The hardest part for Fowler was just finding his way. He had never been in the visitor’s clubhouse at Coors Field.
“This is a new chapter in my life, I’m a Cub now and happy to be here,” he said.
He got a nice ovation as he tripled to lead off Saturday’s game.
* When the Rockies employed a defensive shift against Anthony Rizzo with two outs in the seventh on Friday, the Cubs first baseman bunted toward third and was safe on the infield hit.
“That bunt by him was all him, and he picked a perfect time to do it,” manager Joe Maddon said Saturday.
Maddon said he prefers to have players make the adjustments on their own, and Rizzo did just that.
“I’ve had this conversation a lot lately,” Maddon said. “It seems it’s assumed to make adjustments easily on a Major League level and it’s really not, meaning a guy who hasn’t really bunted a lot bfeore, just because [the opposing team is] playing there, that player should be able to bunt it there, or because they’re playng there, he should be able to hit it there. You have no idea how difficult it is.”

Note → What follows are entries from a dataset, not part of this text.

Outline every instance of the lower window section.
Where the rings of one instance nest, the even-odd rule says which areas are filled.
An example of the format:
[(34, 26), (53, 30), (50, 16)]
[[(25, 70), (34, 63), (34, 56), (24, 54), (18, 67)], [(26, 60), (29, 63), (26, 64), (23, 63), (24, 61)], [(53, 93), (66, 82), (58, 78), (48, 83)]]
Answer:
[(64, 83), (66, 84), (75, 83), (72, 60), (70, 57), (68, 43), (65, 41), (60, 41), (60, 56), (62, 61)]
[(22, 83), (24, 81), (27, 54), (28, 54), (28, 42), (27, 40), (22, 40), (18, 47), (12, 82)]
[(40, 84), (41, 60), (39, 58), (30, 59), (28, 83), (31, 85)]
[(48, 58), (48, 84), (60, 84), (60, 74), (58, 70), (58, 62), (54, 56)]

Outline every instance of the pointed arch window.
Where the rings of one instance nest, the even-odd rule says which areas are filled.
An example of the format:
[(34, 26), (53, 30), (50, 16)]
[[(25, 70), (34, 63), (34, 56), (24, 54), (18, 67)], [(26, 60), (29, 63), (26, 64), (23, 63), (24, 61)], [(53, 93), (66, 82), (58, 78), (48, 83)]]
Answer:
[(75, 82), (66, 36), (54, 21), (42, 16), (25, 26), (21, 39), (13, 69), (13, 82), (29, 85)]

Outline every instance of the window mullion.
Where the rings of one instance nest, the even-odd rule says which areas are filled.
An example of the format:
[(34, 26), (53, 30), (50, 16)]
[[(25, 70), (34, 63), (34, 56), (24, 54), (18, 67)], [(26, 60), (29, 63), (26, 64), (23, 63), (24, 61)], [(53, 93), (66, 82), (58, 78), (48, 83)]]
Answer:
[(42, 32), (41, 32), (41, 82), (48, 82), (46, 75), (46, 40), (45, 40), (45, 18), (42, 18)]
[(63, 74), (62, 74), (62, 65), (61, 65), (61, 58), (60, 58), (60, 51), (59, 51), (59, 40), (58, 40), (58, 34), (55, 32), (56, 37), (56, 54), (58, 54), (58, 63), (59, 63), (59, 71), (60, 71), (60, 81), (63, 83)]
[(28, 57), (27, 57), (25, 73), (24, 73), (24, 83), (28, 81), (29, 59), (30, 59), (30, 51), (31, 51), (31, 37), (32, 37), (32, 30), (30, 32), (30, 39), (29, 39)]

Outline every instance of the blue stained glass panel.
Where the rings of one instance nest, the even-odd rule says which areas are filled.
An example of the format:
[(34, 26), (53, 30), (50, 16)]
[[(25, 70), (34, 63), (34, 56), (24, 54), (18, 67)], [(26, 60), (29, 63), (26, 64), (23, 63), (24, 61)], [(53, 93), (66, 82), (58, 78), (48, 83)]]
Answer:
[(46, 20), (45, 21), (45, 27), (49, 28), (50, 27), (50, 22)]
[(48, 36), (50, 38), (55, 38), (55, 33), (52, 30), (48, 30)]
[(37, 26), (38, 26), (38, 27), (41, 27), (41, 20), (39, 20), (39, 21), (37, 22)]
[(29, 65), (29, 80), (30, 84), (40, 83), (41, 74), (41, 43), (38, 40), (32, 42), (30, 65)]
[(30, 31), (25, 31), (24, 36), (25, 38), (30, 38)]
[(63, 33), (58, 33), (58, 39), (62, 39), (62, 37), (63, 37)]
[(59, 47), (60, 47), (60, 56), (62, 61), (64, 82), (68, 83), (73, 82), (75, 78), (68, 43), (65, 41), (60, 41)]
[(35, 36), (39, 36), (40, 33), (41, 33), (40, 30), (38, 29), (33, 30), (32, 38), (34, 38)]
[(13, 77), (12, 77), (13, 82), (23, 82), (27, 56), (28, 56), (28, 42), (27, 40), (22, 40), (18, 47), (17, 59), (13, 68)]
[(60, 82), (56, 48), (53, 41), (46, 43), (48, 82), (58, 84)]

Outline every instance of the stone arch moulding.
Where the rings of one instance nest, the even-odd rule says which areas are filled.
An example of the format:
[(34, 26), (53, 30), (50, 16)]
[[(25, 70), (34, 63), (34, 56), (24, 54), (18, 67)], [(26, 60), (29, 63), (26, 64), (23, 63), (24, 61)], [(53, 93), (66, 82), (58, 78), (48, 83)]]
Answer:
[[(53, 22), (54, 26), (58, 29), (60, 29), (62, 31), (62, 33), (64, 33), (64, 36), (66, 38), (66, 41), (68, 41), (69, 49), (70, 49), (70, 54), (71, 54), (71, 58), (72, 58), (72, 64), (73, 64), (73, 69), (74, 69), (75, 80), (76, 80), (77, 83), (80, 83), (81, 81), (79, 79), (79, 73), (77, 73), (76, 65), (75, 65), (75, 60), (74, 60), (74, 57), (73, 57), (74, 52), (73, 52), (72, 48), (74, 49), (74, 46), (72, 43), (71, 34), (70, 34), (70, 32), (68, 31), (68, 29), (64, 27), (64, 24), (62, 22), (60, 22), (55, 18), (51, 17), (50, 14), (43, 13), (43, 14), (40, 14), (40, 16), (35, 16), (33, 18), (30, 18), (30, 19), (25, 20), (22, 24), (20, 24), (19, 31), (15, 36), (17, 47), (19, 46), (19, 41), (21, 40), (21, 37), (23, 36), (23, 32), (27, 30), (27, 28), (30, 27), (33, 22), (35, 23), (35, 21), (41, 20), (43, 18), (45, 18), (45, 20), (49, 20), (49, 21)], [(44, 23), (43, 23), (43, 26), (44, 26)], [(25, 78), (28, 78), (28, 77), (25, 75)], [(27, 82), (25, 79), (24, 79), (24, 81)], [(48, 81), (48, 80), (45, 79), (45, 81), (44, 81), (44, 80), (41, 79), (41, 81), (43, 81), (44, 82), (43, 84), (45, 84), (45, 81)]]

“I think this game works that way, where you try to prep in advance and then stay out of people’s way and let them be baseball players,” he said. “That’s what I’ve found.”
* Chris Denorfia was in Denver and took batting practice Saturday with the Cubs as well as get a check up from the medical staff. The outfielder, who is on the disabled list with a strained left hamstring, was to begin a rehab assignment with Class A Myrtle Beach on Sunday.

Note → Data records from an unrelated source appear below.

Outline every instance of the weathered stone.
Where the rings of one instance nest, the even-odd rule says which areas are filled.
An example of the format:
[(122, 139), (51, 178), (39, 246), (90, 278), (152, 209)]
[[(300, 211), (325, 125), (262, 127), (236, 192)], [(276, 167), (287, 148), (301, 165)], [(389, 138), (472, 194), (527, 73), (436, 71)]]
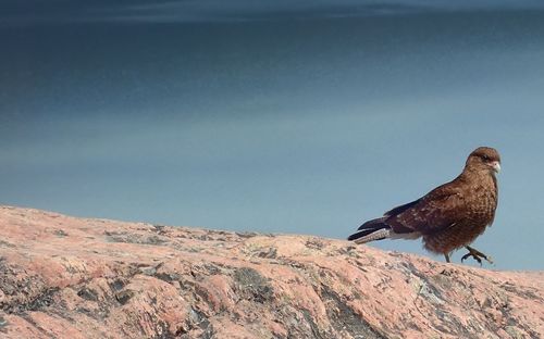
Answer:
[(0, 206), (1, 338), (541, 338), (544, 273)]

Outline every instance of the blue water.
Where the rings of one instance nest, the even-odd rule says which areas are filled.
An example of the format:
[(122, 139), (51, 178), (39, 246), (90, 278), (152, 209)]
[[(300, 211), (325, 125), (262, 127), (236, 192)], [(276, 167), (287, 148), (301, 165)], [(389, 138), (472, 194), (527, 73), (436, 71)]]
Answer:
[(544, 12), (379, 10), (33, 22), (12, 9), (0, 203), (345, 238), (487, 145), (500, 203), (477, 248), (495, 268), (542, 269)]

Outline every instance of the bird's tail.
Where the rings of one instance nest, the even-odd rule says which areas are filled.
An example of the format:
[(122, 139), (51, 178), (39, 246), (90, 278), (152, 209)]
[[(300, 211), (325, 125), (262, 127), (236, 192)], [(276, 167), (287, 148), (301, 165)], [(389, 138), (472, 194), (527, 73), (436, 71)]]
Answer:
[(358, 231), (350, 235), (347, 240), (353, 240), (356, 243), (364, 243), (373, 240), (382, 240), (390, 238), (391, 227), (384, 223), (386, 217), (379, 217), (366, 222), (359, 226)]

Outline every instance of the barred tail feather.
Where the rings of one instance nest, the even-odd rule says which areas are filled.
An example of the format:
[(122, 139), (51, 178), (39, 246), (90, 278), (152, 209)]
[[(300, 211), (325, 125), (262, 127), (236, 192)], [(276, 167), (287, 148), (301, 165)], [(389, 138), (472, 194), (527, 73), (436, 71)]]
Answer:
[(364, 243), (373, 240), (382, 240), (391, 237), (391, 227), (384, 223), (386, 217), (379, 217), (362, 224), (358, 231), (350, 235), (347, 240), (356, 243)]
[(355, 243), (364, 243), (374, 240), (382, 240), (391, 237), (390, 228), (373, 228), (360, 230), (353, 234), (347, 238), (347, 240), (353, 240)]

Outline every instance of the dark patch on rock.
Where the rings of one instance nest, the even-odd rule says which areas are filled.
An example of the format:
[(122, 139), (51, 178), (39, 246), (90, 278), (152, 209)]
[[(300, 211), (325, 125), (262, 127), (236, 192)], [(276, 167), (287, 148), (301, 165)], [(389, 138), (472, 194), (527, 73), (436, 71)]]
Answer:
[(182, 278), (182, 275), (177, 273), (161, 272), (157, 273), (154, 277), (161, 279), (162, 281), (172, 282), (180, 280)]
[(120, 291), (123, 289), (123, 287), (125, 287), (125, 281), (123, 281), (122, 279), (115, 279), (112, 282), (110, 282), (110, 288), (113, 291)]
[(89, 301), (98, 301), (98, 294), (91, 289), (88, 289), (86, 287), (82, 288), (81, 290), (77, 291), (77, 296), (79, 298), (83, 298), (85, 300)]
[(274, 296), (269, 280), (251, 267), (237, 268), (233, 275), (235, 290), (242, 299), (263, 303)]
[(342, 298), (326, 286), (321, 286), (321, 298), (329, 305), (326, 315), (330, 318), (331, 325), (338, 332), (348, 332), (351, 337), (362, 337), (370, 339), (385, 339), (380, 331), (370, 326), (364, 318), (355, 313)]
[(134, 297), (134, 294), (135, 293), (133, 290), (123, 290), (115, 293), (115, 299), (119, 301), (120, 304), (124, 305)]
[(306, 247), (309, 248), (309, 249), (313, 249), (313, 250), (321, 250), (322, 248), (325, 247), (325, 242), (316, 238), (316, 239), (309, 239), (306, 241)]
[(60, 237), (60, 238), (64, 238), (64, 237), (67, 237), (67, 233), (65, 233), (64, 230), (62, 229), (55, 229), (53, 231), (53, 235), (55, 235), (57, 237)]
[(277, 249), (276, 248), (269, 248), (268, 250), (260, 251), (257, 253), (257, 256), (259, 258), (267, 258), (267, 259), (275, 259), (277, 258)]

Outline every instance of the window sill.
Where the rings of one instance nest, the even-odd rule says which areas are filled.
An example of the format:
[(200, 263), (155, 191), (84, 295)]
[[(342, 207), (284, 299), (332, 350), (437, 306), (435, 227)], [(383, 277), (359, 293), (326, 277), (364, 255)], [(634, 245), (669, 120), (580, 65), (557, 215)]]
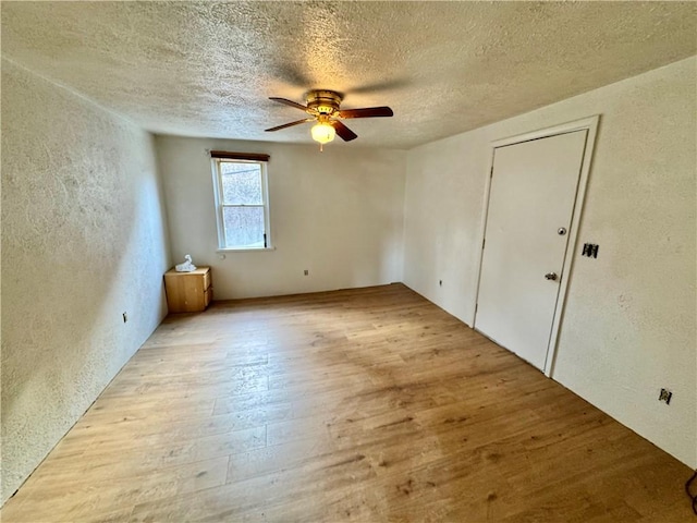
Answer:
[(225, 253), (258, 253), (258, 252), (265, 252), (265, 251), (276, 251), (276, 247), (271, 246), (271, 247), (247, 247), (247, 248), (233, 248), (233, 247), (227, 247), (227, 248), (219, 248), (216, 252), (220, 253), (220, 254), (225, 254)]

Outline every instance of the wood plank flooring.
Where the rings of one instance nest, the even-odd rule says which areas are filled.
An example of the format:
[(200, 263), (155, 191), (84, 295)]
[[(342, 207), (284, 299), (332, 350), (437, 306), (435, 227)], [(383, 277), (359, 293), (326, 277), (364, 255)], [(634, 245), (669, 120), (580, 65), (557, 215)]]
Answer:
[(681, 522), (692, 471), (401, 284), (170, 316), (10, 522)]

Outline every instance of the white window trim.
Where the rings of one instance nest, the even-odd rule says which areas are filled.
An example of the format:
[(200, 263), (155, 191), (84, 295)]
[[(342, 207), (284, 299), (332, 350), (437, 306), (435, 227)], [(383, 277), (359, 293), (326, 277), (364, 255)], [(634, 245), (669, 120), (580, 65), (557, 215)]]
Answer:
[[(264, 198), (264, 229), (266, 231), (266, 245), (262, 247), (229, 247), (224, 245), (225, 229), (223, 224), (222, 204), (222, 177), (220, 175), (221, 162), (234, 163), (256, 163), (261, 170), (261, 196)], [(268, 162), (261, 160), (236, 160), (230, 158), (211, 158), (211, 171), (213, 177), (213, 204), (216, 206), (216, 229), (218, 232), (218, 253), (241, 253), (241, 252), (260, 252), (276, 251), (271, 241), (271, 206), (269, 203), (269, 183), (268, 183)], [(230, 207), (230, 206), (228, 206)], [(247, 207), (261, 207), (259, 205), (249, 205)]]

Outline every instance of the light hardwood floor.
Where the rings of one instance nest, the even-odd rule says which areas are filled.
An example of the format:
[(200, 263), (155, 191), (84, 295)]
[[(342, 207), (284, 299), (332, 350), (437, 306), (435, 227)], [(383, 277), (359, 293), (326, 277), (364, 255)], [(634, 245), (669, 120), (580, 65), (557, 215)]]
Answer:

* Maddon has some fond memories of Colorado from his days playing semi-pro baseball in Boulder.
“I’m a Boulder guy back in the day,” Maddon said. “When I was there, I was a power hitter. The ball traveled 5 percent further. I felt I could hit homers when I played in Boulder.”

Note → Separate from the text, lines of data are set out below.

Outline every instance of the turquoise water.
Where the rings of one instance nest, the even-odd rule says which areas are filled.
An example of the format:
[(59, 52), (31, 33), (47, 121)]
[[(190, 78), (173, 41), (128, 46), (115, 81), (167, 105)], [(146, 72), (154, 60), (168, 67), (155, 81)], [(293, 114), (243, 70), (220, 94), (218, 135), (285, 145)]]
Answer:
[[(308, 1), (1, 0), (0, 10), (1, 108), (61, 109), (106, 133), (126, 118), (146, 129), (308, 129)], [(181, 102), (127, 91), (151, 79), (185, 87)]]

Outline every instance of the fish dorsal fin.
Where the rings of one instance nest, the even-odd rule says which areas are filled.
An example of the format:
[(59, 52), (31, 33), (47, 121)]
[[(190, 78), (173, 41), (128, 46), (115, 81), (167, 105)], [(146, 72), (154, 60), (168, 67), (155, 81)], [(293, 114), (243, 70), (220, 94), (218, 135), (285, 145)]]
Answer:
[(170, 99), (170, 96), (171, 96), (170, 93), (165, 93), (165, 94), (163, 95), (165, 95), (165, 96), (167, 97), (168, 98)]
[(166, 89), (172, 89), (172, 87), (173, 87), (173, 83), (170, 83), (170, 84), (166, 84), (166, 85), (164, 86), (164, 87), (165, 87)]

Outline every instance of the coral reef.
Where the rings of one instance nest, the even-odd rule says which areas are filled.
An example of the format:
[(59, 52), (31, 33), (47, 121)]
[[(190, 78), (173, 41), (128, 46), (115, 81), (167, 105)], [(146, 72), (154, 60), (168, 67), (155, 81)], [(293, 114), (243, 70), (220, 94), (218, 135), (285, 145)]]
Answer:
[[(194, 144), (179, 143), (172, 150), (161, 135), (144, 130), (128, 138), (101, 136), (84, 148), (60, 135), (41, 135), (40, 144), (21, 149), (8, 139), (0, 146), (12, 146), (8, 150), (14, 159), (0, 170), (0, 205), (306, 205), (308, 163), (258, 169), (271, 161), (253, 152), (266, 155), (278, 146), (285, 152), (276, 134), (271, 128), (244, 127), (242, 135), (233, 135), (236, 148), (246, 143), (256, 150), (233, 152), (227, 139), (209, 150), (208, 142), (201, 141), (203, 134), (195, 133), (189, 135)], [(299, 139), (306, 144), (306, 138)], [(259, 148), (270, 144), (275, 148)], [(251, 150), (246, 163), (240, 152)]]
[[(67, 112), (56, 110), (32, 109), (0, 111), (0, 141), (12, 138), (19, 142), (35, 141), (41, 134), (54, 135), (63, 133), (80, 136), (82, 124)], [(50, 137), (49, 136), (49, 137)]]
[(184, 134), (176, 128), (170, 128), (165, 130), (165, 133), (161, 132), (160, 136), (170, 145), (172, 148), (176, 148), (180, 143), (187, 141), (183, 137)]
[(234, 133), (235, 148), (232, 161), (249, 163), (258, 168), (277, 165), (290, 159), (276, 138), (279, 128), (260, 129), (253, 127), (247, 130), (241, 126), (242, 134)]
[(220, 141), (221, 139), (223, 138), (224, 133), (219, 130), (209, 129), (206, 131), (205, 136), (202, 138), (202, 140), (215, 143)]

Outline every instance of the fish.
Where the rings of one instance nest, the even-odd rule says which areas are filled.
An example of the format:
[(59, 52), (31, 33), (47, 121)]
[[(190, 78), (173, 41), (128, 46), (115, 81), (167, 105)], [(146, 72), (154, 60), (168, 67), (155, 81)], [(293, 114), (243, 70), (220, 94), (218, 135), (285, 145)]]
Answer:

* Rizzo was hit by a pitch in the first inning Saturday. It’s the fourth time in four games.
— Carrie Muskat
Edwin Jackson’s first relief appearance of the season went smoothly and the Cubs right-hander said he was willing to pitch on Saturday. The other relievers have welcomed him.
“It’s cool,” Jackson said Saturday. “I’m like an inbetweener. I still chill with the starters, still chill with the bullpen, still chill with all the pitchers. I’m an inbetweener. I’m a bullpen-starter.”
Jackson began Spring Training vying for a spot in the Cubs rotation but Travis Wood got that job. On Friday, Jackson gave up one hit over two innings against the Rockies in his first relief outing.
“He’s been very professional, and then he gets his chance and does really, really well and that tells you how well he’s processed the whole moment,” manager Joe Maddon said of Jackson. “That speaks well for him and for us.”
Who knows? Jackson could get a spot start and extended innings.
“I just have to be ready for whatever situation arises and just stay in the game,” Jackson said. “That’s all you’re trying to do. Just be ready when the phone rings and your name is called regardless of the situation.”